I’ve been largely in support mode this week. On the work front, I’ve been supporting charities as part of the Catalyst-funded Continuation Programme. I’ve also been putting together an updated version of the ‘Badge Bootcamp’ course our co-op ran a few years ago. Quite a few things have changed in the meantime!

As well as some business development, I also wrote and recorded a bunch of stuff:

As usual, I updated extinction.fyi and Thought Shrapnel.


On the personal front, my wife, Hannah, started her new NHS 111 contract this week as a User Researcher. Sadly, she was only two days into it when she had to drop everything and fly down to Devon to see the family member she’s been caring for. As a result, I’ve got the kids by myself; we’ve got a routine, it’s all good. The main thing is that Hannah doesn’t have to think too much about what’s going on back at home.

Euro 2020 has been a big focus of Team Belshaw’s attention this week, it being difficult to disagree with Clint Smith’s article in The Atlantic that describes watching the tournament as a ‘near-holy experience’:

Soccer is nothing without the fans who sustain it. It is nothing without those for whom these stadiums are holy spaces, who sing anthems for both their local club team and their national team as if they were hymns that might bring them closer to divinity. Seeing the Danish fans move from terror to jubilation over the course of this tournament has been a reminder of why this game, and being in these stands, is so important to so many. It is a reminder of so much of what this pandemic took from us and, if we’re not careful, what it might take from us again.

In particular, Monday’s matches which both went to extra time and penalties were an absolute rollercoaster of emotion ⁠— and we had nothing invested in either teams other than fantasy league points! (I confess to perhaps taking a little too much delight in my team, ‘Euro, I Know, Everyone Knows’ taking top spot from my son’s team, ‘Who Ate All Depay’s’)


One thing that I’m not particularly good at doing is expressing gratitude, but once again I want to thank my family and co-op colleagues Bryan Mathers and Laura Hilliger for the emotional labour they do to make sure I’m OK. Laura in particular is always there for me on a daily basis, and Bryan always knows the right thing to say when I’m struggling a little.
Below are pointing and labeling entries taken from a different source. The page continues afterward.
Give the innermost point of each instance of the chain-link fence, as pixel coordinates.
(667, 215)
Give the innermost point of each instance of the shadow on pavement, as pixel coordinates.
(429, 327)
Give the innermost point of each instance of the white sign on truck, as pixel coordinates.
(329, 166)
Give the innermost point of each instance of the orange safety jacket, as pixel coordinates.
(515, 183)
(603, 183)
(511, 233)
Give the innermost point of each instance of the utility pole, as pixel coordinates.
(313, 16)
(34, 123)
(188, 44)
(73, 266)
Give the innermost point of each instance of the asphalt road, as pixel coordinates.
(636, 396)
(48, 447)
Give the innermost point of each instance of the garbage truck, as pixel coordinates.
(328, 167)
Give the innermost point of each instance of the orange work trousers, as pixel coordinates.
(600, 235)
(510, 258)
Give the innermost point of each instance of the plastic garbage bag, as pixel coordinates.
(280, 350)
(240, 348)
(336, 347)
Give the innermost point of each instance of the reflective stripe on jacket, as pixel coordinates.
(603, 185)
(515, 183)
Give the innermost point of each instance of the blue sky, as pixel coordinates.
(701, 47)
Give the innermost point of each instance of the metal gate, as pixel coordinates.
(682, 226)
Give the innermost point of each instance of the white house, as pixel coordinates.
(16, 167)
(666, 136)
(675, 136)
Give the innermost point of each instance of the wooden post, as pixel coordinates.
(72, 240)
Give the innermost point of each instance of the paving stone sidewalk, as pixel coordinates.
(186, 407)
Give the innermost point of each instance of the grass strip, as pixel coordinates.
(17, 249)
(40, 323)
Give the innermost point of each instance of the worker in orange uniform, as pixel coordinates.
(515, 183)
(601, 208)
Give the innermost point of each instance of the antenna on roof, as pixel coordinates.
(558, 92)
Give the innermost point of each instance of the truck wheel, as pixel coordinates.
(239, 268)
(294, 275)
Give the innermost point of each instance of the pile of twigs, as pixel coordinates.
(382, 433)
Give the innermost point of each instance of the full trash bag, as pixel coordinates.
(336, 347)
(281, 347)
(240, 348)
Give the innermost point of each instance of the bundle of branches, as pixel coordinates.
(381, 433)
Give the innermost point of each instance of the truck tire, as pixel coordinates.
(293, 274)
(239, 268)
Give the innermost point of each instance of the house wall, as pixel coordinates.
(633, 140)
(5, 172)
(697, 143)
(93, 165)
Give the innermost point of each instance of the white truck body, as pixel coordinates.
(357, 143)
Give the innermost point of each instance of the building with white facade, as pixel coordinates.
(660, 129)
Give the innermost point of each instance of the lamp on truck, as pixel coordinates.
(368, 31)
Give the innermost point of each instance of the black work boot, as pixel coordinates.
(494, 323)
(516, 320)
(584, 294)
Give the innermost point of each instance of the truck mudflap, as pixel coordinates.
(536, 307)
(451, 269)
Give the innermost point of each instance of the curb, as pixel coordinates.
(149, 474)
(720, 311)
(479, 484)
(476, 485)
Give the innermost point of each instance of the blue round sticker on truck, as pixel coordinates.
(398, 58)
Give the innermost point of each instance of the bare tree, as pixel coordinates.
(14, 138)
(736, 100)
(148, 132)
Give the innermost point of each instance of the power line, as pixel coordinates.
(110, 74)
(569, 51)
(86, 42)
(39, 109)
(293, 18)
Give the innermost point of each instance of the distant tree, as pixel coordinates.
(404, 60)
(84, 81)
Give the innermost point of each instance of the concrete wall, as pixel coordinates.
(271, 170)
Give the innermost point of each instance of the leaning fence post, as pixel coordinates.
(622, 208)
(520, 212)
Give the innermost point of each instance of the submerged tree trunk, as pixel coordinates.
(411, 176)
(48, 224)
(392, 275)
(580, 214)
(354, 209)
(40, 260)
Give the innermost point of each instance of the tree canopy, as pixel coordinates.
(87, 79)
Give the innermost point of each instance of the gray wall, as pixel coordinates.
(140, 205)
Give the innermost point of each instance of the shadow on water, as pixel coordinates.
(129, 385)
This week, it was all about letting go of past versions of myself. So thank you all, I very much appreciate it.


Next week is a bit up in the air until Hannah comes home, but I’ve definitely got some pre-reading to do for my course in Sustainability Leadership starting on July 12th. The pre-reading is quite comprehensive and the guidance that it will take ‘eight hours’ looks about right given the list that was sent out!

I’ve got a handover call to the digital partner taking forward the prototyping work we did around Universal Credit, the first community call about the Keep Badges Weird project we’re doing with Participate, co-ordinating with Outlandish on a potential collaboration, and more business development, course-building, and Continuation Programme support.


Dithered image of my tent in a valley on the England/Scotland border.